Anyone know of any performance/prestige car deallers in the highlands, around invernesshire etc


----------



## Alzay (Jul 16, 2008)

Morrison Motors Turriff. http://www.morrisonmotors.co.uk/
Dickson in Perth.


----------



## DE 1981 (Aug 17, 2007)

Cheers mate but morrisons are just north of Aberdeen im looking around the inverness area northwards


----------



## pete330 (Apr 18, 2006)

Nae much up there Boss
Hardly any petrol stations let alone garages


----------



## FlyingfocRS (Aug 15, 2007)

http://www.multimap.com/maps/?qs=in...nd, Inverness, Inverness-shire, Scotland, IV1
Harbour Hoad and Seafield road, that is the drag that has all the main dealers on it.
Audi, BM, Jag as well as everyone else except Merc who are out on Longman Road


----------



## slim_boy_fat (Jun 23, 2006)

There's a place at Lyanbryde, I've seen BMs etc there.

Can't recall garage name, but they advertise in the P & J


----------



## andyboygsi (Aug 30, 2007)

what about the tinternet, there are a few nice dealers in central sotland


----------



## stigy (Nov 5, 2008)

slim_boy_fat said:


> There's a place at Lyanbryde, I've seen BMs etc there.
> 
> Can't recall garage name, but they advertise in the P & J


http://www.autostationa96.co.uk/

or try

http://www.pickwickperformance.co.uk/

bit closer to you than invernees tho


----------



## dubnut71 (Jul 25, 2006)

Seem to be more Aberdeenshire based, I remember from my time in Aberdeen that Raymond at Sunnyhill in Turra had a good selection (I bought 3 from him over the years!)

As an Invernessian by birth I can tell ya that all thats on Harbour road is the main dealers (McRae and Dick for ford, landy, jag etc) and all the other brands like Hawco and Arnold Clark)

The boys from Inverness that want Porsche etc all have to travel to Cameron Motors in Perth or further. It seems like there are no hypercar dealers, I knew the Land Rover Principal there years back and at the time he sold the second highest number of Range Rovers in the global territory, second only to Dubai!
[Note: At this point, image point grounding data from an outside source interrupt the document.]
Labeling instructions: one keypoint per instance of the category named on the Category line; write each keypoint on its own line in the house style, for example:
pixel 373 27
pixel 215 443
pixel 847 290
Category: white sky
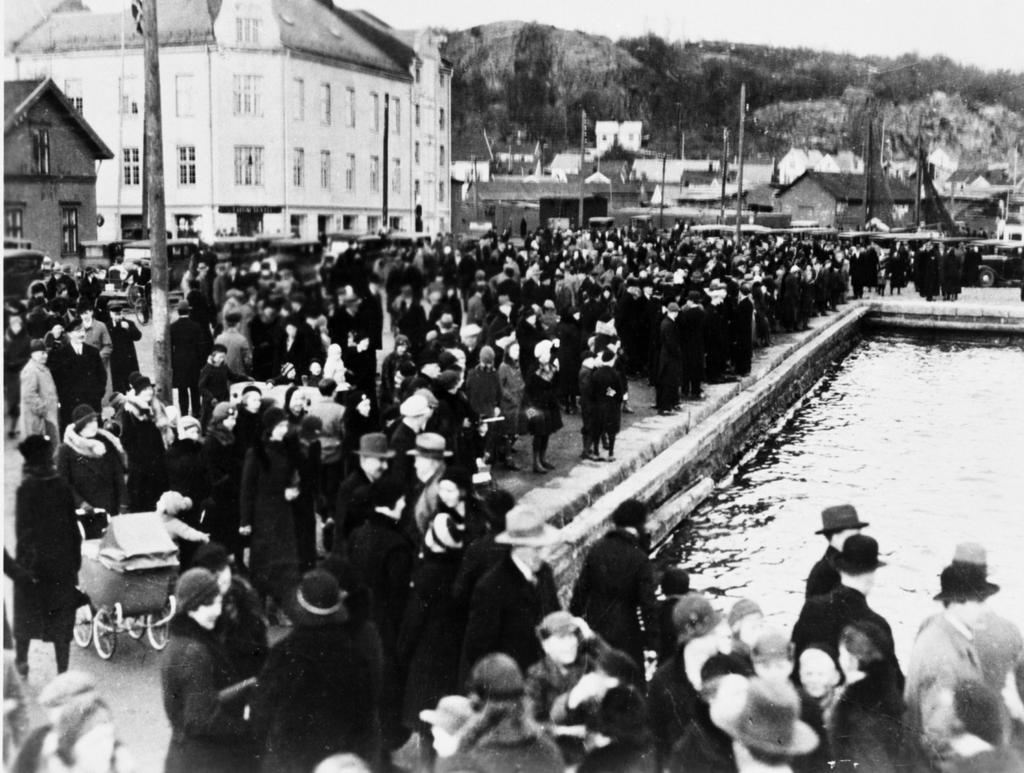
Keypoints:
pixel 986 33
There's money up in those estates and hunting lodges, every lord something or other seems to have a rangie tucked away up there, he was living like a king on the sales!!!!


----------



## extreme-detail (Nov 7, 2005)

trust me mate there is none

and stay well clear of henderson`s garage in nairn

was talking to my good mate at calterdon BMW dealer in inverness and they only have 11 used cars left and need more used stock


----------



## Clark @ PB (Mar 1, 2006)

dubnut71 said:


> Seem to be more Aberdeenshire based, I remember from my time in Aberdeen that Raymond at Sunnyhill in Turra had a good selection (I bought 3 from him over the years!)
> 
> As an Invernessian by birth I can tell ya that all thats on Harbour road is the main dealers (McRae and Dick for ford, landy, jag etc) and all the other brands like Hawco and Arnold Clark)
> 
> The boys from Inverness that want Porsche etc all have to travel to Cameron Motors in Perth or further. It seems like there are no hypercar dealers, I knew the Land Rover Principal there years back and at the time he sold the second highest number of Range Rovers in the global territory, second only to Dubai! There's money up in those estates and hunting lodges, every lord something or other seems to have a rangie tucked away up there, he was living like a king on the sales!!!!


You could make a fortune polishing all the cars at sunnyhill, I've never seen so many cars in such a mess - which is a pitty as they stock some nice cars and they're a nice bunch of guys when ever i've been in for a nose about 

Camerons Perth no longer exists either mate, the Porsche's moved to Aberdeen a good few years ago :thumb:


----------



## bbigman2000 (Aug 28, 2006)

I trade all my cars to Raymond at sunnyhill when Im done with them, he is a very decent bloke.


----------



## ALANSHR (Jun 29, 2007)

March Motors is the only car sales place that I know of that do second hand upper end stuff, m3's, porsche and the like.


----------